Более положительного результата Петр Андреевич не мог добиться в этой аудиенции. Надобно доподлинно разузнать, с кем будет советываться царевич, с кем думать.
VI
Домой воротился Алексей Петрович бледным и встревоженным. Афросе не нужно было долго допрашивать, для чего приглашали друга.
— Кончились наши ясные дни, Афрося, и не вернутся они никогда… — и Алеша заплакал, горячо обняв свою Афросю и положив голову к ней на плечо, — узнали наши лиходеи, где мы… и пришли за нами… Прочти вот…

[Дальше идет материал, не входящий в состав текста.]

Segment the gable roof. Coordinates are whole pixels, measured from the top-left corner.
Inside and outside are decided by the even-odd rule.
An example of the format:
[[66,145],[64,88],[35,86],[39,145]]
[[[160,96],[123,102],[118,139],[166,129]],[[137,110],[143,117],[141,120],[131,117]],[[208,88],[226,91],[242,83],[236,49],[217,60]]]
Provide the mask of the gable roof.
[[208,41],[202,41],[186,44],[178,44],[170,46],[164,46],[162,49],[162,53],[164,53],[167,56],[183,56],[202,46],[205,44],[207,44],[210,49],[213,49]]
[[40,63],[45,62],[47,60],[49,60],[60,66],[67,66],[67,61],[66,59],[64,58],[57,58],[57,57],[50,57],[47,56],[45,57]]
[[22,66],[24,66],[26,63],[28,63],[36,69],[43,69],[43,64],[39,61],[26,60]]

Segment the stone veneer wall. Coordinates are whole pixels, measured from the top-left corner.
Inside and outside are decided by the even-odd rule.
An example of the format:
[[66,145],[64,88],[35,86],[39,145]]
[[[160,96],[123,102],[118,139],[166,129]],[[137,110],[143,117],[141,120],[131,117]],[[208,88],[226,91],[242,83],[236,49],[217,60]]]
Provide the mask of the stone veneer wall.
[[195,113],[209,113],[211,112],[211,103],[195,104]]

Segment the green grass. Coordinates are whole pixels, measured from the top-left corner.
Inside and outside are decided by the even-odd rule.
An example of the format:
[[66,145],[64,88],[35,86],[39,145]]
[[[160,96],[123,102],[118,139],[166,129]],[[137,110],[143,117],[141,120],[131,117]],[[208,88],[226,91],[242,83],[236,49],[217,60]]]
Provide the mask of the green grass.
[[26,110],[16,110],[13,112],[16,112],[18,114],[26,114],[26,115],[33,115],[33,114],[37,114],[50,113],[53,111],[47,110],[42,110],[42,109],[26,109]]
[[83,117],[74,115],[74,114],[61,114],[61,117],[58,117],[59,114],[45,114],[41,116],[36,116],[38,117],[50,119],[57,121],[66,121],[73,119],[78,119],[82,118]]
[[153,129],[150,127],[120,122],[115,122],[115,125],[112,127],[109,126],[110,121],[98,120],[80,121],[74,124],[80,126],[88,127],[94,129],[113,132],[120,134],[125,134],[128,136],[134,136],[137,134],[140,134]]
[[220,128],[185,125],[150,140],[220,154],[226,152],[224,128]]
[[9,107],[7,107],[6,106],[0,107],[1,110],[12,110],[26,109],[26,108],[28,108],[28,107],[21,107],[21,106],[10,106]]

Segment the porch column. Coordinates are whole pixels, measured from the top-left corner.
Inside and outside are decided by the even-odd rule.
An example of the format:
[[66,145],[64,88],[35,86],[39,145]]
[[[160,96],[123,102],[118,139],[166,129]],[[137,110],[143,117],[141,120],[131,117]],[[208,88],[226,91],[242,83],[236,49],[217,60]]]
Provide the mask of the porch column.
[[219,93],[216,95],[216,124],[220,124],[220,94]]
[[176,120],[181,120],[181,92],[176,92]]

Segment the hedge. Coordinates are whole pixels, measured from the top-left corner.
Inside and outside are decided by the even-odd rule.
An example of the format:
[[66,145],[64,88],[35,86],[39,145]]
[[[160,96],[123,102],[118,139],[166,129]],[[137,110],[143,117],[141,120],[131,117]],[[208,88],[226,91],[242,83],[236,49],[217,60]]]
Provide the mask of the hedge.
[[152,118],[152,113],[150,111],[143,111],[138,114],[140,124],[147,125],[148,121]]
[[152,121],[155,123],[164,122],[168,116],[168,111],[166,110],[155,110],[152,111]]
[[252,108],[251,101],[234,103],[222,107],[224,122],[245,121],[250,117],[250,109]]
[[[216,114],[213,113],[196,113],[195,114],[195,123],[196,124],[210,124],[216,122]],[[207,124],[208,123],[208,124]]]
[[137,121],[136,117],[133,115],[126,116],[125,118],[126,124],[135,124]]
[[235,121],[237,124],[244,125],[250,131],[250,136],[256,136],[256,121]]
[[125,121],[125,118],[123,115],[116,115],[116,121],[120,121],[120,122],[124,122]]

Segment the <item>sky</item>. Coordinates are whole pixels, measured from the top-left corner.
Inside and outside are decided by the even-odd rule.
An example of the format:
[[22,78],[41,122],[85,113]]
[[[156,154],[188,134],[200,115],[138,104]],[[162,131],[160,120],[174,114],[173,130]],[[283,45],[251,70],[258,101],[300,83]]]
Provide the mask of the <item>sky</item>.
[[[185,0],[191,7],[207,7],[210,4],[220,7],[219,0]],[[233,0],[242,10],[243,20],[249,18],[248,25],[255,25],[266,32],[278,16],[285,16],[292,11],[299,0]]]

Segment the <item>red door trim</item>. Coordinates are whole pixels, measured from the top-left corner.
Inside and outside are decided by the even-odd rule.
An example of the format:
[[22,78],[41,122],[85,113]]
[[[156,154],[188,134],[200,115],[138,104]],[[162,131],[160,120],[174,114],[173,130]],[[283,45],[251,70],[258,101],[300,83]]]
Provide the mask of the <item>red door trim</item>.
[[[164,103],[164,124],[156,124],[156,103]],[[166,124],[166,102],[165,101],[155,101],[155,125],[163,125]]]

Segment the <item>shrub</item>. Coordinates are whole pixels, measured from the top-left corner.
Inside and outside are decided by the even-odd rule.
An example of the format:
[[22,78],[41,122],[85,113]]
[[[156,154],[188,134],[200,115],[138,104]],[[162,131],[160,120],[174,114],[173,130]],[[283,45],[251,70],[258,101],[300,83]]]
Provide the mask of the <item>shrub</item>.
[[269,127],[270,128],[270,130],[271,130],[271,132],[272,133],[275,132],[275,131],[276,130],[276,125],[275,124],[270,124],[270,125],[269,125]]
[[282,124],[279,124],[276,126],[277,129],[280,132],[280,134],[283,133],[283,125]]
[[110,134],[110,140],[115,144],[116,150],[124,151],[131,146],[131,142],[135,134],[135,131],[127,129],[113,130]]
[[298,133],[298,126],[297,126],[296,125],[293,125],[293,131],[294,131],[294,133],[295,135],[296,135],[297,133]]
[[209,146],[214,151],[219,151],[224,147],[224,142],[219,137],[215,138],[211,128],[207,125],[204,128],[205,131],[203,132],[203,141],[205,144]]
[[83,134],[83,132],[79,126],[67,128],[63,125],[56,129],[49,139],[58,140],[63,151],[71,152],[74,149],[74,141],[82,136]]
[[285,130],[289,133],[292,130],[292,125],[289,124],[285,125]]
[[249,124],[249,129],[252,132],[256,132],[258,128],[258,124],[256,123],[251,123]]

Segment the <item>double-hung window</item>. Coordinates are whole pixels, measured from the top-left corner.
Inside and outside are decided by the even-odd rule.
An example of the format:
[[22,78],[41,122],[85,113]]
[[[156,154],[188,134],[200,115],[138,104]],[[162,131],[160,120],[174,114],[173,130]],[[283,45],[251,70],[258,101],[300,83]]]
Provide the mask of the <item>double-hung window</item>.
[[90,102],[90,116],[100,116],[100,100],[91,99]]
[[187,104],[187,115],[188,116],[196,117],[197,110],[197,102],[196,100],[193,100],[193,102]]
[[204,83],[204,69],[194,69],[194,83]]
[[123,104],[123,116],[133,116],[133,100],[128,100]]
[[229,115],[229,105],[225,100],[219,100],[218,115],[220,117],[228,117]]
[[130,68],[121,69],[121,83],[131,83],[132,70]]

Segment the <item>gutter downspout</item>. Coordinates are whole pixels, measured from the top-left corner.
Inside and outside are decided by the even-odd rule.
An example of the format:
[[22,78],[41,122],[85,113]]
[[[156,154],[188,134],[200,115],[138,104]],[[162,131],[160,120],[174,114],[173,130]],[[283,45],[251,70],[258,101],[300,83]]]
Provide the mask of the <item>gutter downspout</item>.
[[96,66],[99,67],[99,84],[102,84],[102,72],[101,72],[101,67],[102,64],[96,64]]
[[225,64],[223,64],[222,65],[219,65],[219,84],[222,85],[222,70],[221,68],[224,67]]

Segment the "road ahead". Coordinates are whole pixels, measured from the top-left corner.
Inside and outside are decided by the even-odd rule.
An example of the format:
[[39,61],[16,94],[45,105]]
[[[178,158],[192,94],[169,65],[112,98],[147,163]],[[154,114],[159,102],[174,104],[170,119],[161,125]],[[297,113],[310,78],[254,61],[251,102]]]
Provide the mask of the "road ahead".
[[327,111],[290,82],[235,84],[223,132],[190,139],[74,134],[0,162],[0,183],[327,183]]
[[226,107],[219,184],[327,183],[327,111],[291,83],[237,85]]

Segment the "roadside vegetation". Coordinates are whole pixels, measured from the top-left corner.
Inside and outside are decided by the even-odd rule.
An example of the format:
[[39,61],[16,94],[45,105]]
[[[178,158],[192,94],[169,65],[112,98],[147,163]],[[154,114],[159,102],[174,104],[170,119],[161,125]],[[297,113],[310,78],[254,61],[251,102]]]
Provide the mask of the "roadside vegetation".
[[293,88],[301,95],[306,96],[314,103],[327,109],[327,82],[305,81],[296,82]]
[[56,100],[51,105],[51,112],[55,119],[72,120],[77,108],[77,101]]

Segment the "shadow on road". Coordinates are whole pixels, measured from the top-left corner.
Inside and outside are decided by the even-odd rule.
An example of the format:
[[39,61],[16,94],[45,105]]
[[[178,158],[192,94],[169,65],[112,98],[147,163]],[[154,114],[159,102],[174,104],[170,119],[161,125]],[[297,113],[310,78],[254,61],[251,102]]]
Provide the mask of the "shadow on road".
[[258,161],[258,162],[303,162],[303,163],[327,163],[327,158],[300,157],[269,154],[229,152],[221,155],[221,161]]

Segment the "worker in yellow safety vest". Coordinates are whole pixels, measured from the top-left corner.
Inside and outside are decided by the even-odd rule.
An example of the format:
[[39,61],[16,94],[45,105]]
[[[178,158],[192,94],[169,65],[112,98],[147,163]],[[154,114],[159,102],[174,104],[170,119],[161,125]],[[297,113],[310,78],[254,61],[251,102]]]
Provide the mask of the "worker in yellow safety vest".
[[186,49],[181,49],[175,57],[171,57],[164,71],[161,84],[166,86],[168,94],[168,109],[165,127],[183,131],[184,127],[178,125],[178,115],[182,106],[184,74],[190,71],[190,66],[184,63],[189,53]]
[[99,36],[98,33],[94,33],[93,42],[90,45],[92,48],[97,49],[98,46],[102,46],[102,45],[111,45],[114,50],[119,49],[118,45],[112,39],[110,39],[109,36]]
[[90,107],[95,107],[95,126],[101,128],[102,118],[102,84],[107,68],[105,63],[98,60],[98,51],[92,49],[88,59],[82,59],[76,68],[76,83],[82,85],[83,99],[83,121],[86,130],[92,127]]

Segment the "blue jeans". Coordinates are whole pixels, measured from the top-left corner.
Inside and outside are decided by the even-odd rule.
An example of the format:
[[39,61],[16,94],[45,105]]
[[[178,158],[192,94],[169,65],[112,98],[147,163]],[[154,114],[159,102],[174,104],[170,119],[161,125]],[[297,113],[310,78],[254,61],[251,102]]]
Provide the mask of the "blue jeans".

Афрося, читавшая писанное с трудом, многое не разобрала, но она догадалась о значении каждого слова и сердцем поняла невзгоду. Впрочем, эта невзгода не показалась ей такою мрачною, как Алеше. Отец прощает, промелькнуло у нее в голове, позволяет им жить, где угодно… Чего же больше и желать-то? Не вечно же бегать переодетыми, как на Святках, лазить по ущельям да прятаться по замкам, которые хоть и понравились ей, да только сначала, когда въезжала в немецкую землю и любовалась ими издали, а не теперь, когда сама испытала, каково сидеть в этих гнездах взаперти. Вот у нас на родине-то нет этих замуравленных толстых стен; везде открытые поля, а по полям растут цветы, правда не долго, только весной, но Афрося была еще молода, и в ее воображении еще рисовалась только деревенская весна с изумрудной зеленью бархатных лугов, с шумящими ручьями да песнями жаворонков.
Афросе очень хотелось утешить Алешу, высказать, что он напрасно так кручинится, что на родине им будет гораздо лучше, чем в басурманских тюрьмах, но в первые минуты побоялась перечить; она только теснее прижала к себе его голову да крепче целовала его.
Прошло два дня, и царевич несколько успокоился под ласками Афроси, нежно ластившейся к нему каждый раз, когда царевич задумывался и скорбное выражение набегало на бледное лицо; а на третий день снова приехала закрытая карета и снова увезла Алешу к вице-королю.
На этом свидании при первом же вопросе графа Толстого, додумался ли до послушания отцу, царевич, по-видимому, твердо отвечал:
— Возвращаться к отцу опасно и явиться перед его разгневанное лицо не бесстрашно… не смею воротиться, о чем и донесу письменно протектору моему, его цесарскому величеству.
Довольно решительный тон царевича раздражил графа Толстого почти до исступления, как обыкновенно случается при неожиданной встрече отпора от лиц, от которых не ожидали сопротивления. Петр Андреевич выпустил ноготки.
— Если ты не возвратишься, тогда царь будет считать тебя изменником и не отстанет, пока не получит тебя живого или мертвого. Мне приказано не удаляться отсюда прежде, чем возьму тебя… Если бы и перевезли тебя в другое место, то и туда буду следовать за тобою!
Понятно, до какой степени этот резкий тон напугал царевича, которого привести в полное расстройство и отчаяние достаточно было одного грозного взгляда, одного жеста, напоминавшего тяжелую руку отца. Царевич бросился к вице-королю, схватил его за руку и увлек в другую комнату.